ETF Portfolio Updates
In preparation for the end of NASDAQ’s “Best Eight Months,” stop losses have been raised significantly for XLK, IWM and QQQ. See table below for exact values. When we issue our NASDAQ Seasonal Sell signal, we will close these positions out of the portfolio.
In addition to FCG we will also closeout the position in United States Natural Gas (UNG) as seasonal strength in natural gas typically comes to an end in early June. Sell UNG. For tracking purposes UNG will be closed out of the portfolio using its average price on June 3.
Defensive positions, HDGE, TLT and AGG can be considered near current levels or on dips.
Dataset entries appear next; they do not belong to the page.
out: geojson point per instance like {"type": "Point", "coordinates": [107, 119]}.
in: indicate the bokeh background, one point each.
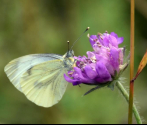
{"type": "Point", "coordinates": [44, 26]}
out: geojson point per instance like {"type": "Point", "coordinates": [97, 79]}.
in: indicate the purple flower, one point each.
{"type": "Point", "coordinates": [101, 65]}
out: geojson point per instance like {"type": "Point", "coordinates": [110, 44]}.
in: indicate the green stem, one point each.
{"type": "Point", "coordinates": [126, 96]}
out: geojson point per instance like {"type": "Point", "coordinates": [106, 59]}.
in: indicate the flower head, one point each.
{"type": "Point", "coordinates": [101, 65]}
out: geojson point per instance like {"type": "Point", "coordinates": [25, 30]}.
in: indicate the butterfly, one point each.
{"type": "Point", "coordinates": [40, 76]}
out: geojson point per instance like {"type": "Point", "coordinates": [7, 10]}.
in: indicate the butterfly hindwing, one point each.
{"type": "Point", "coordinates": [44, 84]}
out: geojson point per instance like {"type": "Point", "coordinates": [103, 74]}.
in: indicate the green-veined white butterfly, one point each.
{"type": "Point", "coordinates": [40, 76]}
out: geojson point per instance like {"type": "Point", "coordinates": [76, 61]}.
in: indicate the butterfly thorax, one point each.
{"type": "Point", "coordinates": [69, 60]}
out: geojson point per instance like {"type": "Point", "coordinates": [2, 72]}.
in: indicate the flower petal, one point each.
{"type": "Point", "coordinates": [73, 81]}
{"type": "Point", "coordinates": [114, 58]}
{"type": "Point", "coordinates": [103, 74]}
{"type": "Point", "coordinates": [120, 40]}
{"type": "Point", "coordinates": [93, 39]}
{"type": "Point", "coordinates": [90, 72]}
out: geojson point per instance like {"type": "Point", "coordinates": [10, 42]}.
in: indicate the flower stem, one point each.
{"type": "Point", "coordinates": [131, 63]}
{"type": "Point", "coordinates": [126, 96]}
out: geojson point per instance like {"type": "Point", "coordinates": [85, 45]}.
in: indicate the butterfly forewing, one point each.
{"type": "Point", "coordinates": [16, 68]}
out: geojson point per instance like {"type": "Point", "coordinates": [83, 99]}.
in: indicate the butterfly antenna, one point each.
{"type": "Point", "coordinates": [80, 37]}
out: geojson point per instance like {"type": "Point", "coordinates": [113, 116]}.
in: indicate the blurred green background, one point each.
{"type": "Point", "coordinates": [44, 26]}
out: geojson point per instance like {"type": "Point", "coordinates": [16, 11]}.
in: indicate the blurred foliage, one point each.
{"type": "Point", "coordinates": [44, 26]}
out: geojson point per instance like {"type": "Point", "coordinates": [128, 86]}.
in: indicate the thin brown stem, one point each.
{"type": "Point", "coordinates": [130, 115]}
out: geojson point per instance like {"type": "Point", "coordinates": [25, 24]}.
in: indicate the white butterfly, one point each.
{"type": "Point", "coordinates": [40, 76]}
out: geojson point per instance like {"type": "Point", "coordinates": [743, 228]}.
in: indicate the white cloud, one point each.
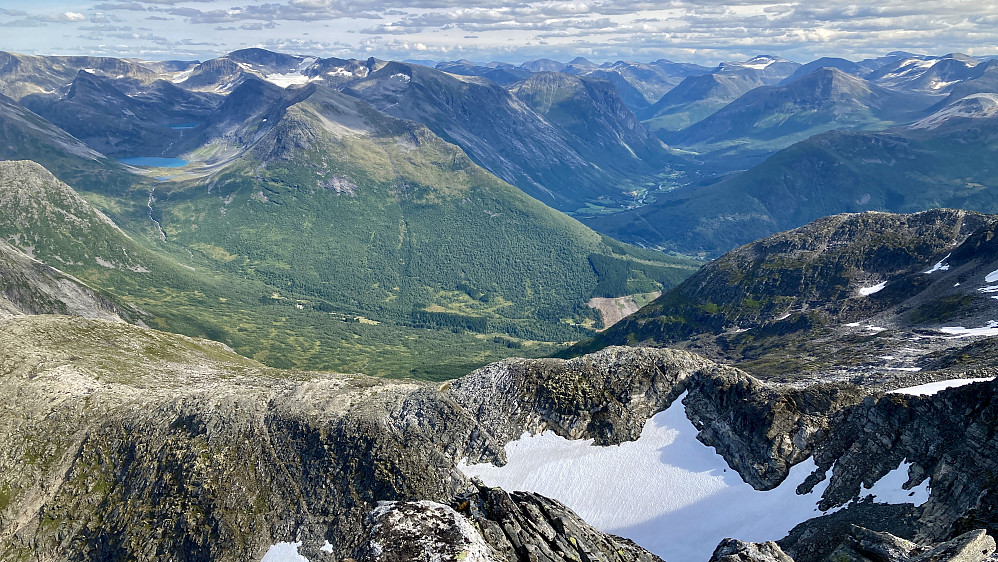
{"type": "Point", "coordinates": [690, 30]}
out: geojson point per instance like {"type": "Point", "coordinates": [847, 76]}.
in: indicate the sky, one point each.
{"type": "Point", "coordinates": [696, 31]}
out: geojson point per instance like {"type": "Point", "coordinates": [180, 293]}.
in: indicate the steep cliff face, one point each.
{"type": "Point", "coordinates": [123, 442]}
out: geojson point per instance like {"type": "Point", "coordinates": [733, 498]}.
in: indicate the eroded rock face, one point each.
{"type": "Point", "coordinates": [122, 442]}
{"type": "Point", "coordinates": [734, 550]}
{"type": "Point", "coordinates": [948, 437]}
{"type": "Point", "coordinates": [606, 396]}
{"type": "Point", "coordinates": [491, 525]}
{"type": "Point", "coordinates": [866, 545]}
{"type": "Point", "coordinates": [763, 429]}
{"type": "Point", "coordinates": [424, 530]}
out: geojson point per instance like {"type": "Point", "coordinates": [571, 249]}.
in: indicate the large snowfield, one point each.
{"type": "Point", "coordinates": [666, 491]}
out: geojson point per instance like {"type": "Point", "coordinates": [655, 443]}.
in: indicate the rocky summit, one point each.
{"type": "Point", "coordinates": [126, 443]}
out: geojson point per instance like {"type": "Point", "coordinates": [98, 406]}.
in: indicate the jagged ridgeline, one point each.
{"type": "Point", "coordinates": [866, 293]}
{"type": "Point", "coordinates": [314, 231]}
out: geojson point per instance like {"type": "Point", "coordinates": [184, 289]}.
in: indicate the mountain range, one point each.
{"type": "Point", "coordinates": [193, 253]}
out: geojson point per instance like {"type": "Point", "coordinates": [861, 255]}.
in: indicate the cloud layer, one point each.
{"type": "Point", "coordinates": [684, 30]}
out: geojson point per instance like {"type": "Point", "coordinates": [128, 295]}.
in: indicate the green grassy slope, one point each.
{"type": "Point", "coordinates": [345, 240]}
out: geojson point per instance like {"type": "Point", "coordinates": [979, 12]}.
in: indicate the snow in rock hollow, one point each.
{"type": "Point", "coordinates": [666, 491]}
{"type": "Point", "coordinates": [867, 291]}
{"type": "Point", "coordinates": [889, 488]}
{"type": "Point", "coordinates": [284, 552]}
{"type": "Point", "coordinates": [941, 265]}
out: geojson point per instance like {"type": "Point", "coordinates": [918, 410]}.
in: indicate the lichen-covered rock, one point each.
{"type": "Point", "coordinates": [762, 429]}
{"type": "Point", "coordinates": [880, 546]}
{"type": "Point", "coordinates": [423, 530]}
{"type": "Point", "coordinates": [606, 396]}
{"type": "Point", "coordinates": [734, 550]}
{"type": "Point", "coordinates": [973, 546]}
{"type": "Point", "coordinates": [949, 437]}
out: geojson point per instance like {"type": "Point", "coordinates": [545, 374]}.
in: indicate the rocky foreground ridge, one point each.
{"type": "Point", "coordinates": [119, 442]}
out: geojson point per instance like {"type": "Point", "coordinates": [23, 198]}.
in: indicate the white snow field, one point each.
{"type": "Point", "coordinates": [284, 552]}
{"type": "Point", "coordinates": [934, 387]}
{"type": "Point", "coordinates": [867, 291]}
{"type": "Point", "coordinates": [666, 491]}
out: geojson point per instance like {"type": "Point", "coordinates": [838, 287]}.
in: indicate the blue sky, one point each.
{"type": "Point", "coordinates": [682, 30]}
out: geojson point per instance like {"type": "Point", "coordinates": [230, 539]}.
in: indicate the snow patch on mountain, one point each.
{"type": "Point", "coordinates": [666, 491]}
{"type": "Point", "coordinates": [975, 106]}
{"type": "Point", "coordinates": [889, 489]}
{"type": "Point", "coordinates": [931, 388]}
{"type": "Point", "coordinates": [940, 265]}
{"type": "Point", "coordinates": [867, 291]}
{"type": "Point", "coordinates": [289, 79]}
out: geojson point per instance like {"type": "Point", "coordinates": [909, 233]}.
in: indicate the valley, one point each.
{"type": "Point", "coordinates": [279, 307]}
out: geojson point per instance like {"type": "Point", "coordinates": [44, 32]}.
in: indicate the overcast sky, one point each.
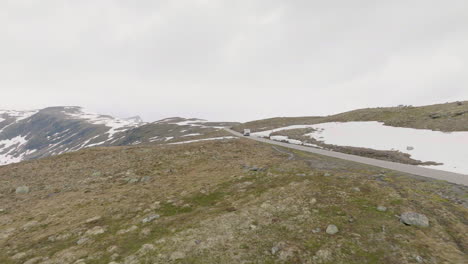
{"type": "Point", "coordinates": [231, 60]}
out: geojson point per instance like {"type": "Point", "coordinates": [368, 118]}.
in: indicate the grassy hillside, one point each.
{"type": "Point", "coordinates": [233, 201]}
{"type": "Point", "coordinates": [443, 117]}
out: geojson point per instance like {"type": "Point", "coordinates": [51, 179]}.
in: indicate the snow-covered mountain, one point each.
{"type": "Point", "coordinates": [26, 135]}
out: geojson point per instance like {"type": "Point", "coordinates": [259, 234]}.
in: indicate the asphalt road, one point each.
{"type": "Point", "coordinates": [420, 171]}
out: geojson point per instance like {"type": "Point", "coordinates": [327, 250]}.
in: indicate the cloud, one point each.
{"type": "Point", "coordinates": [231, 60]}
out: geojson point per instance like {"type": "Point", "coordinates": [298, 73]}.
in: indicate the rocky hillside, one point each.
{"type": "Point", "coordinates": [26, 135]}
{"type": "Point", "coordinates": [224, 201]}
{"type": "Point", "coordinates": [441, 117]}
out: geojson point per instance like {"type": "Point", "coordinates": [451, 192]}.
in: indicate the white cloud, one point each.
{"type": "Point", "coordinates": [235, 60]}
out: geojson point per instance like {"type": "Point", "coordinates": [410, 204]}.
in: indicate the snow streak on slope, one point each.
{"type": "Point", "coordinates": [203, 139]}
{"type": "Point", "coordinates": [9, 150]}
{"type": "Point", "coordinates": [115, 124]}
{"type": "Point", "coordinates": [451, 149]}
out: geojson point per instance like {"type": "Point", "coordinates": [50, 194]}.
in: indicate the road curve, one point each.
{"type": "Point", "coordinates": [420, 171]}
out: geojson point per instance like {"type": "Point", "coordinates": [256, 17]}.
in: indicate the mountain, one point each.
{"type": "Point", "coordinates": [446, 117]}
{"type": "Point", "coordinates": [26, 135]}
{"type": "Point", "coordinates": [224, 201]}
{"type": "Point", "coordinates": [434, 136]}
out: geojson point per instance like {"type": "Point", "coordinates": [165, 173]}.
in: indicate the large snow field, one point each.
{"type": "Point", "coordinates": [451, 149]}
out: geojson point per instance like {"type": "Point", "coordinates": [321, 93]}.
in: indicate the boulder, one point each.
{"type": "Point", "coordinates": [381, 208]}
{"type": "Point", "coordinates": [332, 229]}
{"type": "Point", "coordinates": [414, 219]}
{"type": "Point", "coordinates": [22, 190]}
{"type": "Point", "coordinates": [150, 218]}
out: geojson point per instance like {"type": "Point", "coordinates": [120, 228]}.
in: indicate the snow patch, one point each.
{"type": "Point", "coordinates": [115, 124]}
{"type": "Point", "coordinates": [451, 149]}
{"type": "Point", "coordinates": [204, 139]}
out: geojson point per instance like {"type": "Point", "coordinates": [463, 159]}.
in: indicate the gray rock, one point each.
{"type": "Point", "coordinates": [82, 240]}
{"type": "Point", "coordinates": [150, 218]}
{"type": "Point", "coordinates": [19, 256]}
{"type": "Point", "coordinates": [145, 179]}
{"type": "Point", "coordinates": [145, 249]}
{"type": "Point", "coordinates": [93, 220]}
{"type": "Point", "coordinates": [332, 229]}
{"type": "Point", "coordinates": [97, 230]}
{"type": "Point", "coordinates": [177, 255]}
{"type": "Point", "coordinates": [133, 180]}
{"type": "Point", "coordinates": [34, 260]}
{"type": "Point", "coordinates": [22, 190]}
{"type": "Point", "coordinates": [435, 115]}
{"type": "Point", "coordinates": [414, 219]}
{"type": "Point", "coordinates": [381, 208]}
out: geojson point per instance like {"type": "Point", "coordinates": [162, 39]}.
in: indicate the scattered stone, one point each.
{"type": "Point", "coordinates": [275, 249]}
{"type": "Point", "coordinates": [146, 248]}
{"type": "Point", "coordinates": [29, 225]}
{"type": "Point", "coordinates": [112, 249]}
{"type": "Point", "coordinates": [97, 230]}
{"type": "Point", "coordinates": [4, 234]}
{"type": "Point", "coordinates": [332, 229]}
{"type": "Point", "coordinates": [132, 180]}
{"type": "Point", "coordinates": [145, 179]}
{"type": "Point", "coordinates": [22, 190]}
{"type": "Point", "coordinates": [414, 219]}
{"type": "Point", "coordinates": [177, 255]}
{"type": "Point", "coordinates": [35, 260]}
{"type": "Point", "coordinates": [93, 220]}
{"type": "Point", "coordinates": [82, 240]}
{"type": "Point", "coordinates": [150, 218]}
{"type": "Point", "coordinates": [19, 256]}
{"type": "Point", "coordinates": [381, 208]}
{"type": "Point", "coordinates": [323, 255]}
{"type": "Point", "coordinates": [145, 232]}
{"type": "Point", "coordinates": [128, 230]}
{"type": "Point", "coordinates": [132, 259]}
{"type": "Point", "coordinates": [115, 256]}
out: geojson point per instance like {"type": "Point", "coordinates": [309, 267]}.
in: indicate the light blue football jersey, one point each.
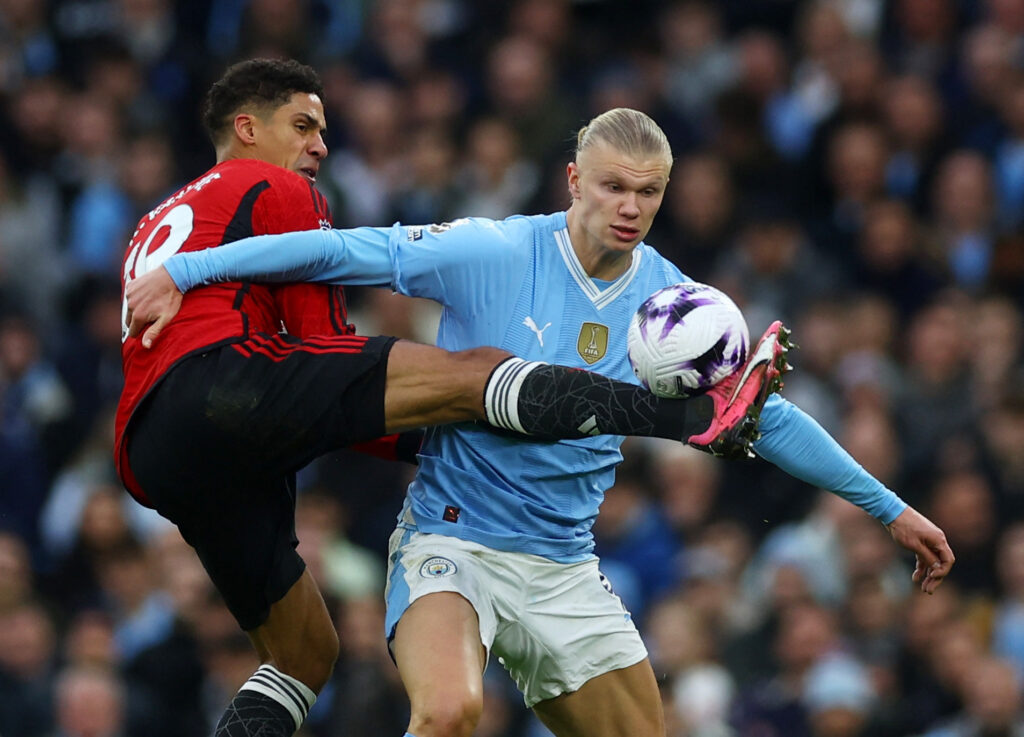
{"type": "Point", "coordinates": [516, 284]}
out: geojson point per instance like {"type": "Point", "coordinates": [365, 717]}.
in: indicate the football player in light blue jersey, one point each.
{"type": "Point", "coordinates": [494, 550]}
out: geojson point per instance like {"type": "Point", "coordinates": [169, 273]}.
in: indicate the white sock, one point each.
{"type": "Point", "coordinates": [501, 396]}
When we issue NASDAQ’s Seasonal Sell signal we will reevaluate these positions and possibly officially increase the size of these positions.
Recent short trade ideas, IYT, XLF and XLB are all modestly in the red as of yesterday’s close. IYT and XLB were both shorted on May 6. Continue to Hold IYT, XLF and XLB.
As the possibility of a June or July rate increase increased, the U.S. dollar strengthened and precious metals weakened. ProShares UltraShort Silver (ZSL) was added to the portfolio on May 11 when it traded below its buy limit. ZSL has also closed above the threshold to switch to a 5% trailing stop loss. As a reminder, ZSL stop loss calculation is based upon its daily closing price. Its stop loss, as of yesterday’s high close appears in the table below.
Disclosure Note: At press time, officers of the Hirsch Organization, or accounts they control held a position in AGG, HDGE, QQQ and TLT.